Unfriendly Skies | Teen Ink

Unfriendly Skies

January 14, 2012
By WALL-E DIAMOND, Portland, Oregon
WALL-E DIAMOND, Portland, Oregon
68 articles 0 photos 5 comments

The salty sea wind snatches tears from my eyes and whisks them away before they have the chance to fall. A threadbare jacket stolen from my grandmother does nothing to block the insistent gusts. The beach is silent; even the seagulls have flown inland for refuge.

I shiver on a desolate, windswept beach that seems nothing but miles and miles of dun-gray sand. A wispy blanket of fog hovers above the storm-tossed waves, obscuring the hulking cliffs that guard each end of the beach. I could be alone in this barren world with only the clouds as my friends.

Far away, a few runners force themselves into an agonizing shamble over the endless beach, stumbling along until they are but tiny pinpoints in the fog. One optimistic family attempts to build sandcastles until their blue striped beach blanket cartwheels away with their wind.

In front of me, the ocean roils and bubbles like a witch’s brew. Its frothy gray surface eddies and swirls and, far beyond the horizon, curves down to the other side of the world. The breakers crumble in on themselves with rumbling hisses and begin their slow inch toward shore. By the time the water sidles around my feet, it is nothing more than dirty yellow foam riddled with straggles of seaweed and fragmented sand dollars. Sea lice dart through the sand and sting my toes.

Thirty yards into the sea, where not evened seasoned surfers would venture on this freezing fall day, my sister Annie frolics merrily in the frigid ocean. Her bikini, cerulean with hot pink flowers, is the one splash of color in the monochromatic world of Cannon Beach. She splashes and cavorts enthusiastically, kicking up crab shells without a care in the world.

It has been half an hour, and she shows no signs of flagging. Even with my limited vision, I can see that her skin now glows a fiery red from cold.
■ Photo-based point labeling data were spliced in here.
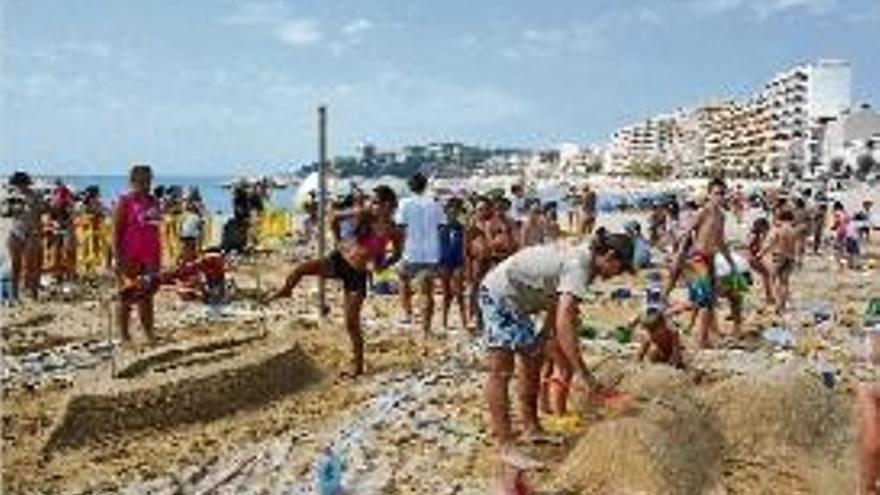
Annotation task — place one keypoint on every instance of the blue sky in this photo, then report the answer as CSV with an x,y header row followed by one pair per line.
x,y
227,86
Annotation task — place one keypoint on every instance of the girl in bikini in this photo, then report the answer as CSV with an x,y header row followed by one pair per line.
x,y
351,263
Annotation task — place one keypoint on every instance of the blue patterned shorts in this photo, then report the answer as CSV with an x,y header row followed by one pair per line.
x,y
505,327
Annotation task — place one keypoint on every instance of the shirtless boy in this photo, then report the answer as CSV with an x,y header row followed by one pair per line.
x,y
783,243
706,233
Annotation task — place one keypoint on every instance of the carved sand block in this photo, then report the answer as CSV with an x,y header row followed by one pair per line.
x,y
181,384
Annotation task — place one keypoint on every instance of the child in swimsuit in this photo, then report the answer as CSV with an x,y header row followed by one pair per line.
x,y
452,261
783,244
136,231
352,262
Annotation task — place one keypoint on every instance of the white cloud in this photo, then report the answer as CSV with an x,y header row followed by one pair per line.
x,y
544,43
582,36
299,32
254,12
764,9
356,27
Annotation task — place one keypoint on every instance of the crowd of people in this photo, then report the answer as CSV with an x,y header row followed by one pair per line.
x,y
500,260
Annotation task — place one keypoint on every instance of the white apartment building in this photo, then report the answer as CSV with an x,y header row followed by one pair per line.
x,y
798,102
659,138
852,134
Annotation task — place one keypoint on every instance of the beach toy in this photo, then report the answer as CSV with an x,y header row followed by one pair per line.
x,y
515,483
779,336
567,424
828,374
329,473
587,331
621,293
872,312
821,312
723,268
622,334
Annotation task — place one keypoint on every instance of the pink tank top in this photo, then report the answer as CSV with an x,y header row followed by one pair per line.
x,y
140,239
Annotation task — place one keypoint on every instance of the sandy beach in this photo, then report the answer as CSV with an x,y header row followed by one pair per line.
x,y
751,416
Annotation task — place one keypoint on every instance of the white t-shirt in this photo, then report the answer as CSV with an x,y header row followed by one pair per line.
x,y
422,217
532,278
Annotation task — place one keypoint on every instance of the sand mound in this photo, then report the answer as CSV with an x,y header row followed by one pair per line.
x,y
670,447
780,432
198,390
784,432
785,405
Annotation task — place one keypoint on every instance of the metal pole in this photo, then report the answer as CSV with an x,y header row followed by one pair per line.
x,y
322,204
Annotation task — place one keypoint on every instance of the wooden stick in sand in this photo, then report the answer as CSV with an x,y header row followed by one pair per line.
x,y
109,306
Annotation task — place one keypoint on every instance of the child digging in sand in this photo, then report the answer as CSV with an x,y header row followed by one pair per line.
x,y
659,342
136,238
783,244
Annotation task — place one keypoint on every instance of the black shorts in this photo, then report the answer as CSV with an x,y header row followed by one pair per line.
x,y
339,268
Goose bumps march up her arms, and her hair hangs in salty hanks not unlike the seaweed draped around her waist.

Much to my chagrin, instead of submitting to the cold, she ventures out ever farther into the treacherous ocean, setting my heart into a nervous pattering drumbeat. The newly-gangly eleven-year-old faces down the crashing waves that at any moment could drag her down into the sand. The water seethes and slithers around her waist.

Now and then she cackles with glee and launches herself headfirst into the waves, bodysurfing with enough confidence to make up for her complete lack of skill. More often than not, she catches the waves too late, and the four-foot breakers submerge her in a thundering avalanche. Every time her curly head sinks under the water, my heart leaps in my throat until she springs up from the curling waves.

I wiggle my toes in the damp sand in the hopes of reviving them from their numb state. My ears burn with cold, and my nose feels like an ice cube that simply happens to be attached to my face. Salt water speckles my glasses until I see the whole world as if through a kaleidoscope. I sigh gustily, forgetting that I, too, was the insane child who treated the fickle Pacific as her personal swimming pool. Those days are over now, and I am cold.

Annie’s screech yanks me erect like a puppet and sends waves of terror racing down my spine. I whimper to myself and shuffle towards the ocean, frantically searching the tides for her body, tossed and battered into shore by the waves – or worse, her tiny figure pulled out to sea by one of the notorious riptides.

There she is! There is she is! Limping toward me with a halo of relief shining about her head, favoring her left leg and with her mouth tugging down at the corners. Her freckles stand out sharply in her ghost-white face, and her shoulders hunch against the abrasive wind.

I lumber into the shallow waves, crooning with concern,

“Annie? What happened? Are you OK?” In a rare gesture, I hold out my arms to receive her, seaweed and all. Her resolve deflates like a popped balloon as she collapses into helpless sobs.

“A-a jellyfish! A jellyfish stung me!” Now the cold has caught up with her, and harsh shivers wrack her body. She shakes uncontrollably in my arms.

“Am I g-going to die?” She wails.

“No! No, don’t be silly. We’ll get you back home. Mom will know what to do.”

With Annie sagging against me for support, we begin our endless trek across the quarter-mile of sand that seems like an eternity. Our footprints waver anxiously behind us, Annie’s long and skinny like an elf’s, mine short and solid and confused. The waves seep into the wells and gradually erase the marks we have made.

Joined at the waist like Siamese twins, we trudge blindly through an icy desert. Squalls kick up the sand and hurl it at us in stinging sheets that wound our legs. I hold Annie more tightly than ever, afraid to lose her on the perilous dunes. Her head nestles against my shoulder, and her tears seep into my heart.


The author's comments:
This piece is the third in a series of vignettes written for my English 10 class.